The patient’s inability
to be healed is a matter of providence and not negligence. However, if the doctor
transplanted the wrong heart which resulted in the death of a patient, then the
doctor would be guilty of medical negligence. Patients are entitled to be
informed of the possible consequences of any medical procedure. If the doctor
warned that the chances of recovery for using a slightly different blood type
heart were less than appealing and the patient still insisted, the doctor is
most likely not guilty of medical negligence. This example is complex because
the doctor did not go in line with the hospital’s standard of care; but had the
intent of healing the patient by playing low odds with the patients’ consent.
The extent of the medical negligence, here, is arguable.  

In addition to substandard care and negligence, the
patient must prove that the care that was received did, in fact, harm or injure
the patient. This seems like an obvious prospect; however, it is almost certain
that the patient was not in the best of health before receiving medical care.
Therefore, the exact origin of the current medical condition can sometimes be
more ambiguous.

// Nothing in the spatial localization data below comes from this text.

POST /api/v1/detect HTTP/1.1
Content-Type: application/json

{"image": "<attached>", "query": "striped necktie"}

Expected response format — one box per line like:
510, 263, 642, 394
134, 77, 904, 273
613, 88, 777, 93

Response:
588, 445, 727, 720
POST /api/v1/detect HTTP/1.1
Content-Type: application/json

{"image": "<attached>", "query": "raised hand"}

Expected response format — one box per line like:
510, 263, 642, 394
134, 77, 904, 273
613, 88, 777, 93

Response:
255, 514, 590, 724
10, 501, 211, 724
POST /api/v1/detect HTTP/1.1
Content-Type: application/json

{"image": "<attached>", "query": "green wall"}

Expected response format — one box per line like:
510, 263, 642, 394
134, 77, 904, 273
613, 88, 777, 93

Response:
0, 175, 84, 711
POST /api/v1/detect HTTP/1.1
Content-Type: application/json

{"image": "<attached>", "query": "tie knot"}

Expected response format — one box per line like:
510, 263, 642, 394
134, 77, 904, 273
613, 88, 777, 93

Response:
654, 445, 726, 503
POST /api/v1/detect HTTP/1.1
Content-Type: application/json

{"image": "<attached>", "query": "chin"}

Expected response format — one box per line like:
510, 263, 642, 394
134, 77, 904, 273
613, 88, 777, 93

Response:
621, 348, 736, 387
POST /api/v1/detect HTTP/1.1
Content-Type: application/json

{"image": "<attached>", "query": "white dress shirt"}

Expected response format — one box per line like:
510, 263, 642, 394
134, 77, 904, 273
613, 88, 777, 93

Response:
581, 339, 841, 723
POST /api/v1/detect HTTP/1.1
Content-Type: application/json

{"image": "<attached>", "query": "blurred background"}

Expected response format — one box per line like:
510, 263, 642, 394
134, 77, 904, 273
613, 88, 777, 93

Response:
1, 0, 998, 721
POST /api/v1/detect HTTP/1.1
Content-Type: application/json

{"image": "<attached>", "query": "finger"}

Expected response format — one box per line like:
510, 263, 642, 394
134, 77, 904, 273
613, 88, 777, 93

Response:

It is also important for the court to consider whether the
disease or injury would have happened without the doctor’s alleged medical
negligence.  

Medical malpractice cases are not as clear-cut as being
in a worse condition than before receiving care from the doctor. It is an
unfortunate fact that many patients do not recover from treatment. Determining
the extent to which the unfortunate outcome is a result of medical malpractice
is an arguable matter of fact that sometimes must be settled in court.